For most people, Uber is the best way to hail a cab and get to the other side of town. On the whole, customers are surprisingly comfortable with the idea of getting into someone else’s car to be ferried around by a stranger. Most of them don’t even think to question the safety of what they are doing. In Minneapolis, however, users of ridesharing apps have been shocked by the sorts of people the company is allowing to drive.
The Minneapolis Star Tribune found that the Minneapolis-St. Paul metro area had “the least restrictive rules of any of the nation’s top 25 metro areas” when it came to who could drive for ridesharing services. Additionally, five states–Missouri, Oregon, Wyoming, Delaware, and Florida–have no state-level regulation of ridesharing apps. (No ridesharing service yet operates in Wyoming, however.)
Digging deeper, the paper found that Uber had approved drivers with as many as 7 moving violations, as well as drivers with assault and theft convictions.
One driver even totalled her car while transporting a passenger. In Minnesota, the shocking stories are leading to a push for stricter regulation of the ridesharing apps. More broadly, Minneapolis and St. Paul are examples of the piecemeal regulation that currently governs the taxi replacements.
Historically, the taxi industry has been regulated locally, with cities and towns setting their own rules on the licensing and training needed to drive. The city of Minneapolis requires that taxi drivers have no misdemeanor charges in the last three years, no DUI or reckless driving convictions in the past five years, and fewer than three moving violations in the past three years.
When Uber came to Minneapolis in 2012, city administrators were initially unsure of how to legislate the new service. The companies argued that strict regulation would make it difficult to recruit drivers and the rules the city eventually adopted closely resemble those the company pressed for.
This means, for example, that only drivers with DUI convictions in the last three years are banned from the ridesharing apps. Many other cities ban drivers with convictions in the past seven years. Now some in Minnesota are wondering if the rules are too loose.
“It is just terrifying,” Minneapolis City Council Member Blong Yang said of the present situation. “These are people we should be protecting the public from.”
The company responded by pointing to the voluntary training options it gives its drivers and is reviewing its driver pool.
“As a result of this thorough review and as a result of working with you, we are making changes in Minneapolis in terms of training and re-emphasizing our standards,” said Uber spokeswoman Kayla Whaling.
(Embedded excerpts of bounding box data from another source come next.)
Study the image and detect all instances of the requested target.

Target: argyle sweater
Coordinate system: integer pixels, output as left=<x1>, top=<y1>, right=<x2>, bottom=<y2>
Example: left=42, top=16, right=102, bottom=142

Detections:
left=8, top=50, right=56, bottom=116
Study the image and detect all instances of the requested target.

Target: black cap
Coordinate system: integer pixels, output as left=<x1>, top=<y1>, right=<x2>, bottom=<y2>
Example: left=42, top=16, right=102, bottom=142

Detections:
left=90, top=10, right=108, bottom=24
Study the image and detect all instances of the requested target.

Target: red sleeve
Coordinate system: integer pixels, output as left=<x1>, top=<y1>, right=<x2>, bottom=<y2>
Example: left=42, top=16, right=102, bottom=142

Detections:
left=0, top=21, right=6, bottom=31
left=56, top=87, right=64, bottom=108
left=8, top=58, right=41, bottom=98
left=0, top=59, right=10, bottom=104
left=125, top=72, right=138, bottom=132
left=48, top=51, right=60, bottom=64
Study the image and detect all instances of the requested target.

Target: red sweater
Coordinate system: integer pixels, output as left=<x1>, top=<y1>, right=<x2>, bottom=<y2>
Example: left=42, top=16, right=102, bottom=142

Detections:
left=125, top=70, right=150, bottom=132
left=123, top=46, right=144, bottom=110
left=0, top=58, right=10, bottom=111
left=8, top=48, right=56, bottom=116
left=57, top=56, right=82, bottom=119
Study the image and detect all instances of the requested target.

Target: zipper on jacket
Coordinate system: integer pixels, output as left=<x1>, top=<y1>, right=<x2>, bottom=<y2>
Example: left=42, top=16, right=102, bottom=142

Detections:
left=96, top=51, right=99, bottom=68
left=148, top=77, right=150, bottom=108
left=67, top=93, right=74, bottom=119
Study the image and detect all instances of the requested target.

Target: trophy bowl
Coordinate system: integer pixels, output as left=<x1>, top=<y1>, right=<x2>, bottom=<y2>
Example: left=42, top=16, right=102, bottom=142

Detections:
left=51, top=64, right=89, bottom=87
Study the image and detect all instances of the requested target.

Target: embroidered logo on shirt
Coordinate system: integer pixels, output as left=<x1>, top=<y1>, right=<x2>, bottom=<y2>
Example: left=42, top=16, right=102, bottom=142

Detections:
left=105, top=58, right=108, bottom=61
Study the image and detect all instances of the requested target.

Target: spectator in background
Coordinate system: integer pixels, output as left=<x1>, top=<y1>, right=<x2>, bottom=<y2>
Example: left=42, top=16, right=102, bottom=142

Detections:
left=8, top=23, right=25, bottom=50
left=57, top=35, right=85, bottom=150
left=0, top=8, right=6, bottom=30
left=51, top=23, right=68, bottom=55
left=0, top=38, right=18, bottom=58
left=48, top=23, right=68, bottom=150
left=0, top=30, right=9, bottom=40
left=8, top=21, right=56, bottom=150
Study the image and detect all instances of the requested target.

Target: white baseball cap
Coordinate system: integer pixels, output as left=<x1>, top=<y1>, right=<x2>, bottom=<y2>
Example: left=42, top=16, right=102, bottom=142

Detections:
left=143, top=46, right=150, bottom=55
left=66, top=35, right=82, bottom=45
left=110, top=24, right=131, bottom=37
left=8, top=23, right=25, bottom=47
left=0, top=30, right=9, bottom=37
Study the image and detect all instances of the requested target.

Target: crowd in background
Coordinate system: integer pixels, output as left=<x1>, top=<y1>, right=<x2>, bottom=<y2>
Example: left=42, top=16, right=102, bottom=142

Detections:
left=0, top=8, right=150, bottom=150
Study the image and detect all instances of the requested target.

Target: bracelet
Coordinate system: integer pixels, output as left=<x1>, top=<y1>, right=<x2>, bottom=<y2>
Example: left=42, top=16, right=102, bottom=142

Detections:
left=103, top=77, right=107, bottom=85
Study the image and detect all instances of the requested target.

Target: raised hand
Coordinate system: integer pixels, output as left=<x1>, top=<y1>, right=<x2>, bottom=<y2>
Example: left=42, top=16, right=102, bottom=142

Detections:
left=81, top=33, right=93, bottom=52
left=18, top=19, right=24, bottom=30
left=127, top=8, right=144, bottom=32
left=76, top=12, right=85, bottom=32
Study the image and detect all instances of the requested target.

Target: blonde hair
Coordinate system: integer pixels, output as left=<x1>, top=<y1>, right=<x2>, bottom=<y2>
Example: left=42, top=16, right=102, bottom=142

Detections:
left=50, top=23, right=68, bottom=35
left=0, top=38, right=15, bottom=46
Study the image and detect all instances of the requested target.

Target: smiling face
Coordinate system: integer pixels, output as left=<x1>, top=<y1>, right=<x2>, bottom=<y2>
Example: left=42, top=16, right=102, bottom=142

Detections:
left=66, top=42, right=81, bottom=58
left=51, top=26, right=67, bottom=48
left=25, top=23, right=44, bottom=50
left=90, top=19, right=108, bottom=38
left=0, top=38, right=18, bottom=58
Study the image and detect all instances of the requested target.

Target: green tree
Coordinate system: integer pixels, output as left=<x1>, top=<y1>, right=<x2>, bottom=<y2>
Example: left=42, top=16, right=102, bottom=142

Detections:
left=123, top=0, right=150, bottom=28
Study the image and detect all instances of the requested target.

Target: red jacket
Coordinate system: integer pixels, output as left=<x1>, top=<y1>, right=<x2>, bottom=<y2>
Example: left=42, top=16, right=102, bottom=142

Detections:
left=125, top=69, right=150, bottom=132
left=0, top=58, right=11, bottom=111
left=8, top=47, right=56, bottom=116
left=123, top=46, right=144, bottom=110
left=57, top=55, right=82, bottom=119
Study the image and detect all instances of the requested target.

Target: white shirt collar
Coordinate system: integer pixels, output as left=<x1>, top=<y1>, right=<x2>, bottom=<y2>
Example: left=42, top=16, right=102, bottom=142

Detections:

Despite company promises, many users are hesitant to trust the app until safety concerns are addressed.
The situation in the Twin Cities emphasizes the regulatory problems that more and more municipalities are facing. Although Uber and Lyft began as plucky start-ups taking on the entrenched taxi industry, they are now multi-billion dollar companies.
“Regulators and lawmakers and states and localities are acknowledging that they can’t ignore them any more; they are too big, too powerful,” Michael Drobac, a Washington-based tech lobbyist said.
When municipalities pushed for driver background checks and fingerprinting in the past, Uber responded by threatening to pull out of the market altogether. In Maryland, the threat was enough to cause lawmakers to cave on a law that would have required rideshare drivers’ fingerprints to be checked against state and FBI databases. Lyft did not directly promise to leave, but noted that outside of NYC, it did not operate in jurisdictions requiring background checks. A similar regulation pushed Uber out of Austin earlier this year.
Like many issues involving the ride-sharing company, driver background checks aren’t quite as simple as they appear on the surface. In upstate New York, a campaign to require Uber and Lyft drivers to pass fingerprint background checks is being pushed by the Upstate Transportation Association, an industry group composed of taxi and livery companies.
Background checks are a means of assuaging customer concerns about safety. While horror stories of assaults and robberies committed by drivers make for shocking headlines, so far, few municipalities collect the data that would definitively answer whether or not an Uber or Lyft is safer than a cab. The data, like regulations, is lagging, leaving consumers to make their own call.